Should you use your home's equity to help consolidate debt?
If you feel like you're drowning in debt, you're not alone. According to debt.org, American household debt hit a record of $13.21 trillion in 2018. Experian's State of Credit Report showed that non-mortgage debt (including such things as credit cards and medical bills, car loans, etc.) reached an average of $24,706 per household in 2017. And a survey by the National Foundation for Credit Counseling in 2018 found that 25% of adults aren't paying bills on time.
So what's the secret to getting out of debt or, at least, managing it better?
If you own a home that has accumulated equity, you could consider consolidating your bills through some type of home equity financing - either in the form of a lump sum loan or a line of credit (also known as a HELOC) that allows you to draw down money as you need it.
What are the advantages of this option?
First, you'll only have one payment to manage. Second, you can get a much lower interest rate. According to Bankrate data, the average interest rate on variable-credit cards in September 2018 was 17.32%. At the same time, the average interest rate on a home equity loan was under 6%.

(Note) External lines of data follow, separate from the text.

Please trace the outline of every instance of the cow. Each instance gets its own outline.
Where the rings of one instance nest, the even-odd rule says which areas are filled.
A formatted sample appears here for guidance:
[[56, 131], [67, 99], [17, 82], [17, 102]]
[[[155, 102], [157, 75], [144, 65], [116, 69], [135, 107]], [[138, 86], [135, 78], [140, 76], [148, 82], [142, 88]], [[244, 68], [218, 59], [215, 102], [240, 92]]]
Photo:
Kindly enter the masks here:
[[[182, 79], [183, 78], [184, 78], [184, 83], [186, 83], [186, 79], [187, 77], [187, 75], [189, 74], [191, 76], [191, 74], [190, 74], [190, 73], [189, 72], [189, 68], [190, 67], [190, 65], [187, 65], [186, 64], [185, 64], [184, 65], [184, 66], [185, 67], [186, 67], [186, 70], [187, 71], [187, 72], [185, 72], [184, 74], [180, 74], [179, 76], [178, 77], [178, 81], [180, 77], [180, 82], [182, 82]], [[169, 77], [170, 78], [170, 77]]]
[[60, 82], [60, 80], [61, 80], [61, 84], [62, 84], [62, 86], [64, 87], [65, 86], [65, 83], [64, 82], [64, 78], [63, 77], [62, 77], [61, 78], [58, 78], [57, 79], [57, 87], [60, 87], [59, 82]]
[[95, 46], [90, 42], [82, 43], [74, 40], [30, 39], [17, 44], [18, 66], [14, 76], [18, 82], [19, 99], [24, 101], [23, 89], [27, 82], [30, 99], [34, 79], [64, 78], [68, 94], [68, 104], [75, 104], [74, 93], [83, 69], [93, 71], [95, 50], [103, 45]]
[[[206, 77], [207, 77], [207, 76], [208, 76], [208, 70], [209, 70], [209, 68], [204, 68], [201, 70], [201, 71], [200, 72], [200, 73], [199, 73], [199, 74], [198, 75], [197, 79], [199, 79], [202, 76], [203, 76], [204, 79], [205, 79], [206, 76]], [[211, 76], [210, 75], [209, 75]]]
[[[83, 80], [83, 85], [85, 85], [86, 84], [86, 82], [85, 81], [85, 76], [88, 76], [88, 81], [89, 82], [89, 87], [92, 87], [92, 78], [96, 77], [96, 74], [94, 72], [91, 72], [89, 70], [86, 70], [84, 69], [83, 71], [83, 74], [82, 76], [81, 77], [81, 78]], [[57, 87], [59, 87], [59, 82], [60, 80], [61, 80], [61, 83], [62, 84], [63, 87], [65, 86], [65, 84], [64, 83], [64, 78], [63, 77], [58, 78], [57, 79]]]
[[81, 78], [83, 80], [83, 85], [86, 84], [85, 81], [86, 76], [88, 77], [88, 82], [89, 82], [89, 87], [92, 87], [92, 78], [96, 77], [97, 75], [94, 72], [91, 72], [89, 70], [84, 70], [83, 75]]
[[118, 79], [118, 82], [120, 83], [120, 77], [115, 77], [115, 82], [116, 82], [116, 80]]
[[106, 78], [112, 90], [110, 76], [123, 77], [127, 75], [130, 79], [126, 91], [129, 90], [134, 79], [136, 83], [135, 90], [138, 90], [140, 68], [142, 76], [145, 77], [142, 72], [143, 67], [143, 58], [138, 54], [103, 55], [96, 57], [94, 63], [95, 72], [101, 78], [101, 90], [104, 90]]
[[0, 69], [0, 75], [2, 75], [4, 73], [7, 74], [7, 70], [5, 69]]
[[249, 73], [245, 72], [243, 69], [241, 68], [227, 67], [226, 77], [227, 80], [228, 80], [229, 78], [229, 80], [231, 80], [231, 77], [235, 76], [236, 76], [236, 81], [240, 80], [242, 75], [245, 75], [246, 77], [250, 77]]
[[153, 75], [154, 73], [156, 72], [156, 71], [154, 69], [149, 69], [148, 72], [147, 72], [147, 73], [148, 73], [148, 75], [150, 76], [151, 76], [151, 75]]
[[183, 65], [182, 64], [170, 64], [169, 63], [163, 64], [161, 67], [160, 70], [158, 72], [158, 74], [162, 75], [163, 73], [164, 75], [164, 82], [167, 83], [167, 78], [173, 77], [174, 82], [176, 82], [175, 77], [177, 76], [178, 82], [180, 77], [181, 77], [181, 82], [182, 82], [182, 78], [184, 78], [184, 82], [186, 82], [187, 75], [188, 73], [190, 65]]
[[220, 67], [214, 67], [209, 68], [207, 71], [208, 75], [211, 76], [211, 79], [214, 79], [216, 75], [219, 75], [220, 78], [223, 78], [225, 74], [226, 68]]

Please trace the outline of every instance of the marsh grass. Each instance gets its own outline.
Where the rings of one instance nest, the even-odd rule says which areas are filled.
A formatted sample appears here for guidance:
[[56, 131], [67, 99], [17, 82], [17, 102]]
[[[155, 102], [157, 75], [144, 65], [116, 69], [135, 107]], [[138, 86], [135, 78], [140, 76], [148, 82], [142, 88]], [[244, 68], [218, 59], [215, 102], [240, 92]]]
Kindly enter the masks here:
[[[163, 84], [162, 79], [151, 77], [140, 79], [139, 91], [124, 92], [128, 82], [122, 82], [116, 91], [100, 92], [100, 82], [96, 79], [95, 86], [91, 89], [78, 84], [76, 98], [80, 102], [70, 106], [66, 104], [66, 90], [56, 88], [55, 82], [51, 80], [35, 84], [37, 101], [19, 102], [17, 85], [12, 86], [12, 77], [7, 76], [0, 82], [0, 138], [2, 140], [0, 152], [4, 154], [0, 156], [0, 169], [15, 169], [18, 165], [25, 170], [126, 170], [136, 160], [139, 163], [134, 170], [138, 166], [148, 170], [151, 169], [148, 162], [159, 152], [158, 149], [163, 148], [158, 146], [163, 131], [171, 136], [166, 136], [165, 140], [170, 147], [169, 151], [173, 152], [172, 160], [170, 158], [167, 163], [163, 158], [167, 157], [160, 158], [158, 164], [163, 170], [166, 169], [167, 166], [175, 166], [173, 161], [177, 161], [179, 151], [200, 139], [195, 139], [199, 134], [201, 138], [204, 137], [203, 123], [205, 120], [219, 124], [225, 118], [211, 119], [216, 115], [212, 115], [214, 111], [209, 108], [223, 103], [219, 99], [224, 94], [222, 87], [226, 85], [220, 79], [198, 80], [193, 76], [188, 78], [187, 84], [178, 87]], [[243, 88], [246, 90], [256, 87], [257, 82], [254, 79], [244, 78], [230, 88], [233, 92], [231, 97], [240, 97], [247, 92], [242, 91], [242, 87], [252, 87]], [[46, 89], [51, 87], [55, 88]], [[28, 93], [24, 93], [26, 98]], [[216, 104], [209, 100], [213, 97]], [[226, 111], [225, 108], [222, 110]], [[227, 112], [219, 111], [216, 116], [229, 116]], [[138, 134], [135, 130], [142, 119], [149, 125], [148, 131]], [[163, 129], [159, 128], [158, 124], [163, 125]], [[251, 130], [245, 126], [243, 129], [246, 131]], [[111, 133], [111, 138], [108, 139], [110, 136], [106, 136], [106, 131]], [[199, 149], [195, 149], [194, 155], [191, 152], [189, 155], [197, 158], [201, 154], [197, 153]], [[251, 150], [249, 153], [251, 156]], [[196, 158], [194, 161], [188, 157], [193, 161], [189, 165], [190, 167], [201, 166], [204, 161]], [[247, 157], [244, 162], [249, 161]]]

Sounds like a good deal, right? It can be, as long as you don't keep accumulating more debt and as long as you don't default on the loan. Unlike credit card debt that can be discharged through a bankruptcy proceeding, if necessary, defaulting on a home equity loan could result in foreclosure and the loss of your home. And if the value of your home drops because of changes in the market, you could wind up owing more than it's worth. There are also closing costs to consider when applying for the loan.
Home equity financing does, however, make a lot of sense if handled wisely. When used for most home improvement projects, for example, it offers additional tax benefits, depending on household income. If the loan is used for anything else, such as paying off credit card or student loan debt or personal use, the interest paid is no longer deductible under the 2018 tax reform bill.
The amount you can borrow is based on a number of factors, including the amount of equity in your home, your income and your credit score. The amount you can borrow could be substantially less than your home equity. Most lenders require that you maintain at least 20% equity in your property.
Even if you have sufficient equity, home equity financing might not be the right choice, especially since it doesn't correct the problem that caused the debt initially and could put your house at risk if you're not diligent in repaying the loan. You might be better off with a personal loan to consolidate your debt. Although rates on personal loans are not typically as low as those offered on a home equity loan, they are still substantially less than what is paid on most credit cards. The rate you get depends on your credit history and income. Another option is a balance transfer through which credit card debt is transferred to a card with a lower interest rate.
Credit counseling might also help if poor spending habits need to be corrected.
The information and recommendations contained herein is compiled from sources deemed reliable but is not represented to be accurate or complete. In providing this information, neither Cortland Bank or its affiliates are acting as your agent or is offering you any tax, accounting or legal advice.